В школьные годы лучшим другом Георга был Курт, сын консьержки. Для обремененного учебой Георга Курт был олицетворением свободы: как Лео в романе Рота «Наверно, это сон», Курт не имел никаких обязательств — ни перед родителями, ни перед учителями, ни перед миром. Георг, в свою очередь, не уделял учебе должного внимания и приносил домой плохие оценки, чем приводил отца в ярость. Особую антипатию вызывал у Георга учитель истории профессор Кнейтель, так что Довиду даже пришлось принести ему смиренные извинения за поведение сына. Собственную бар мицву [162] Георг тоже не воспринял всерьез; когда доктор Шпайер задал ему вопрос, касающийся книги Притчей, он «с вызовом ответил, что не помнит». Более того, он по-прежнему не желал признавать свое еврейское имя. «Меня зовут Георг, герр доктор». На что раввин отвечал с позиции «золотой середины»: «Георг ты на улице, сынок <…> а в синагоге ты Мозес, Моисей». Но Георг оставался непреклонен: «Я везде Георг». Когда Довид услышал об этом диалоге, «так разозлился, что даже забыл на время немецкий и обласкал сына на родном еврейском языке, теми самыми словами, которые когда-то, мальчишкой, слышал от своего отца». Довид был не настолько просвещенным, чтобы понять, что он участвует в извечном конфликте отцов и детей, почву для которого он подготовил своими руками, назвав сына переиначенным на немецкий лад именем своего отца. Таким образом, ссора двух Карновских касалась не только Терезы, но и еврейской идентичности Георга в целом. Ведь, в сущности, вина Георга заключалась только в том. что он воспринял напутствия отца буквально: на улице он был немцем.
162
Бар мицва — церемония, знаменующая вступление мальчика в религиозное и правовое совершеннолетие по достижении им 13-летнего возраста.
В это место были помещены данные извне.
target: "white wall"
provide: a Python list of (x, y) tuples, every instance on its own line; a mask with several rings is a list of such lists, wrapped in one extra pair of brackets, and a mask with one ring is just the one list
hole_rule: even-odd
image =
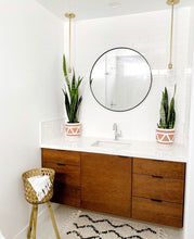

Теперь доктор Карновский попытался убедить себя, что он должен быть спокоен. Но, точь-в-точь как его отец, забыл об этом при первых же словах. С минуту отец и сын смотрели друг на друга, будто в зеркало: на чужом лице каждый видел собственное упрямство и презрение.
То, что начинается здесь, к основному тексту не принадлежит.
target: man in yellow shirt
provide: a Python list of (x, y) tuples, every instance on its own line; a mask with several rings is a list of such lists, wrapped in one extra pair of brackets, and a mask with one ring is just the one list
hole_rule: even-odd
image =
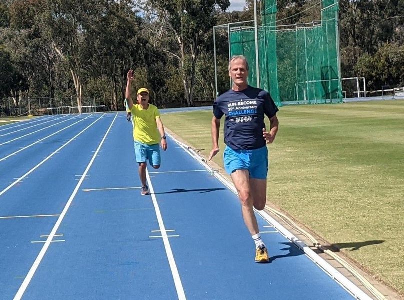
[(126, 90), (125, 96), (128, 108), (133, 117), (133, 140), (135, 155), (139, 164), (139, 176), (142, 182), (142, 196), (149, 194), (146, 182), (147, 160), (155, 169), (160, 168), (161, 156), (159, 144), (162, 149), (167, 150), (167, 142), (164, 127), (160, 118), (157, 108), (149, 103), (149, 91), (140, 88), (136, 94), (137, 104), (134, 104), (131, 99), (131, 84), (134, 72), (129, 70), (126, 76)]

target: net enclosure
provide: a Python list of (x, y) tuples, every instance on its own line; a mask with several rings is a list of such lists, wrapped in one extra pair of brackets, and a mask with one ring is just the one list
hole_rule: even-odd
[(256, 42), (255, 26), (227, 26), (229, 56), (246, 58), (249, 84), (258, 86), (258, 73), (259, 87), (269, 91), (278, 106), (342, 102), (338, 1), (316, 3), (321, 21), (277, 26), (276, 0), (262, 0)]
С улицы спор переместился в квартиру Георга; здесь между ними произошел окончательный разрыв, когда Довид увидел фотографию Терезы. Равновесие «золотой середины» было нарушено, как это неизбежно должно было случиться: улица вторглась в дом. Но в конечном счете все разногласия между ними оказались менее важны, чем их родство (не зря они были зеркальными отражениями друг друга), — ведь национал-социализму было все равно, какие взгляды исповедует то или иное поколение евреев. И «золотая середина» Довида, и свобода выбора Георга были в равной степени иллюзорны; они оба оставались евреями, нравилось им это или нет. Так нацисты способствовали примирению между отцом и сыном.
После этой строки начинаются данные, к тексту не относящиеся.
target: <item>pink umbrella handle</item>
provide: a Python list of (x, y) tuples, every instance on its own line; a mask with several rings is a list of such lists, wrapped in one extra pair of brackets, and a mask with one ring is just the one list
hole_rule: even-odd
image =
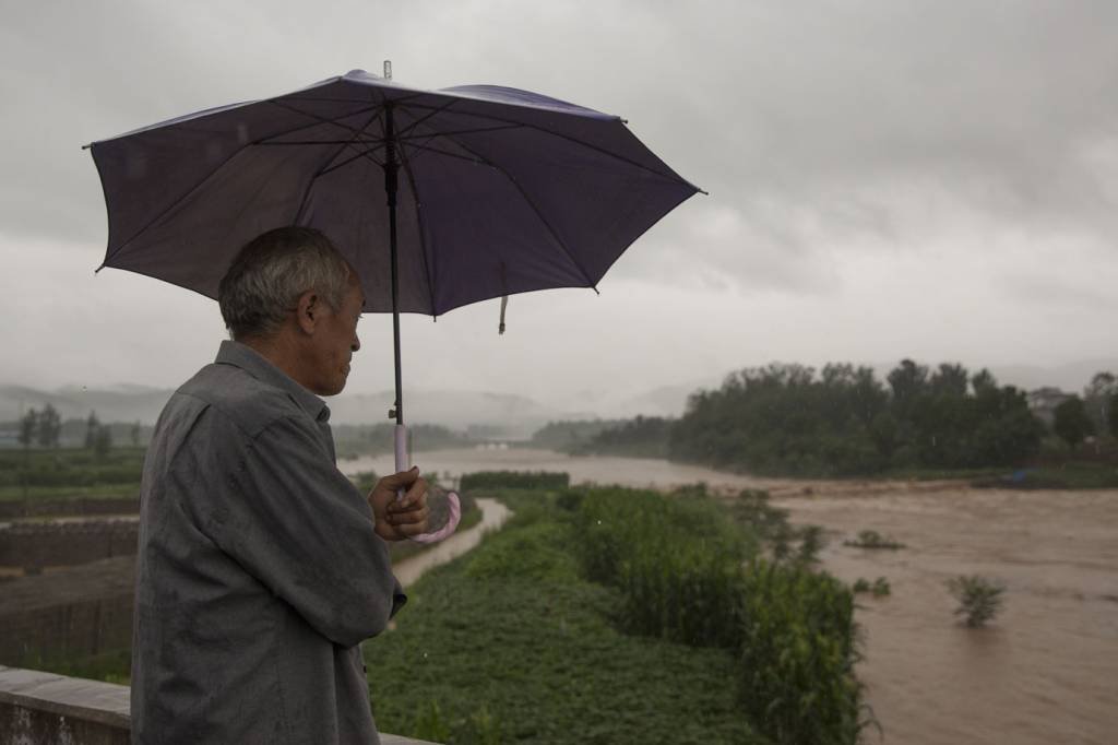
[[(408, 458), (407, 426), (404, 424), (397, 424), (394, 436), (396, 438), (396, 471), (407, 471), (411, 468), (409, 464), (410, 459)], [(396, 492), (396, 499), (404, 499), (402, 489)], [(417, 544), (435, 544), (444, 538), (448, 538), (458, 528), (458, 521), (462, 519), (462, 502), (458, 500), (458, 493), (454, 491), (447, 492), (446, 500), (451, 508), (451, 515), (446, 520), (446, 525), (432, 532), (410, 536), (410, 540), (414, 540)]]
Спустя несколько лет после разрыва Георг пришел к Довиду. «Незачем больше сердиться друг на друга, — сказал он с грустной улыбкой. — Теперь мы все равны, мы все евреи». Однако реб Эфраим был не прав, когда успокаивал Довида словами: «Отцы всегда недовольны детьми <…> еще мой отец, благословенной памяти, говорил, что я его не почитаю, а вот он в мои годы был совсем другим. Чего ж вы хотите, если еще пророк Исайя жаловался: „Я воспитывал сыновей, а они грешат против меня…“» Георг тоже утешал себя похожими сентенциями, когда теперь уже его самого вызвали в американскую школу его сына. «Карновский вспомнил, как много лет назад его отца вызвал в гимназию профессор Кнейтель. Он даже улыбнулся, подумав, какие они разные: он, его отец и Егор. Потом подумал, как быстро летит время. Ведь совсем недавно он выслушивал родительские упреки в плохом поведении, а теперь он сам отец взрослого сына, который что-то натворил. Все меняется, пришел он к философскому выводу». Но «философская» улыбка Георга исчезла в тот момент, когда директор Егора рассказал ему о нацистских симпатиях его сына. Вернувшись домой, Георг устроил Егору взбучку не хуже той, что ему самому когда-то устроил Довид. Но Егор не был похож на Георга как «зеркальное отражение»: он был отчасти евреем, отчасти неевреем, помесью двух пород. У него были «голубые глаза и белая кожа Гольбеков, черные волосы и крупный, с горбинкой нос Карновских». Два имени, данных ему Георгом, принадлежали разным личностям, и эти двое были в состоянии войны друг с другом. Егор, сын Георга Карновского и Терезы Гольбек, в сущности, был живым примером «золотой середины» — шаткого равновесия, окончательно нарушенного нацизмом.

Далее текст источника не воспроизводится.